If the data is updated very rarely (rarely enough to restart the server when it does), you can save even more. 如果数据很少更新（很少有更新时可以重新启动服务器），则可以节省更多。 Just create the objects during app construction. 只需在应用构建过程中创建对象。 This way, they will be created exactly once, and then all the workers will fork off the master, and reuse the same data. 这样，它们将只创建一次，然后所有工作人员将派生主服务器，并重复使用相同的数据。 Of course, it's copy-on-write, so if you update it, you will lose the memory benefits (same thing will happen if python decides to compact its memory during a gc run, so it's not super predictable). 当然，它是写时复制的，所以如果更新它，将会失去内存的好处（如果python在gc运行期间决定压缩其内存，也会发生同样的事情，因此这不是超级可预测的）。

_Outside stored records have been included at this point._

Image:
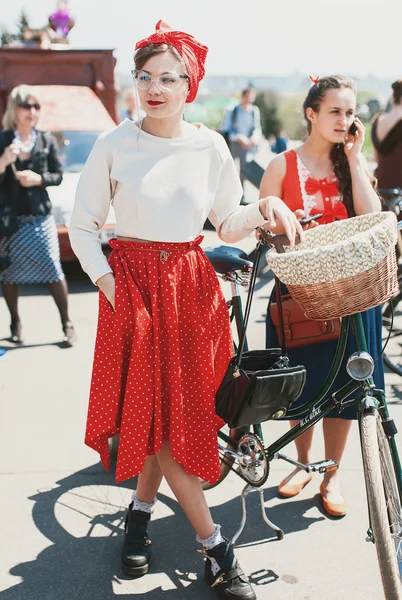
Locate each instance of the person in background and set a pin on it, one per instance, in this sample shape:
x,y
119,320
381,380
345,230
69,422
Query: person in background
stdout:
x,y
386,134
154,380
29,163
279,143
327,174
243,126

我从来没有亲自尝试过，但是您可以使用uWSGI的SharedArea完成您想要做的事情吗？

"python in-memory data will NOT be persisted across all requests to my knowledge, unless I'm terribly mistaken." “就我所知，Python内存中的数据不会在所有请求中都保留下来，除非我犯了一个非常严重的错误。”

you are mistaken. 你误会了。

the whole point of using uwsgi over, say, the CGI mechanism is to persist data across threads and save the overhead of initialization for each call. 例如，在CGI机制上使用uwsgi的全部目的是在线程之间保留数据，并节省每次调用的初始化开销。 you must set processes = 1 in your .ini file, or, depending on how uwsgi is configured, it might launch more than 1 worker process on your behalf. 您必须在.ini文件中设置processes = 1 ，或者根据uwsgi的配置方式，它可能代表您启动多个工作进程。 log the env and look for 'wsgi.multiprocess': False and 'wsgi.multithread': True , and all uwsgi.core threads for the single worker should show the same data. 日志的env ，寻找'wsgi.multiprocess': False和'wsgi.multithread': True ，所有uwsgi.core为单一工作线程应该表现出相同的数据。

you can also see how many worker processes, and "core" threads under each, you have by using the built-in stats-server . 您还可以使用内置的stats-server来查看每个工作进程中有多少个工作进程和“核心”线程。

that's why uwsgi provides lock and unlock functions for manipulating data stores by multiple threads. 这就是uwsgi提供lock和unlock功能以通过多个线程操纵数据存储的原因。

you can easily test this by adding a /status route in your app that just dumps a json representation of your global data object, and view it every so often after actions that update the store. 您可以通过在应用程序中添加一个/status路由（转储全局数据对象的json表示形式）并在更新存储的操作后经常查看的/status来轻松地对此进行测试。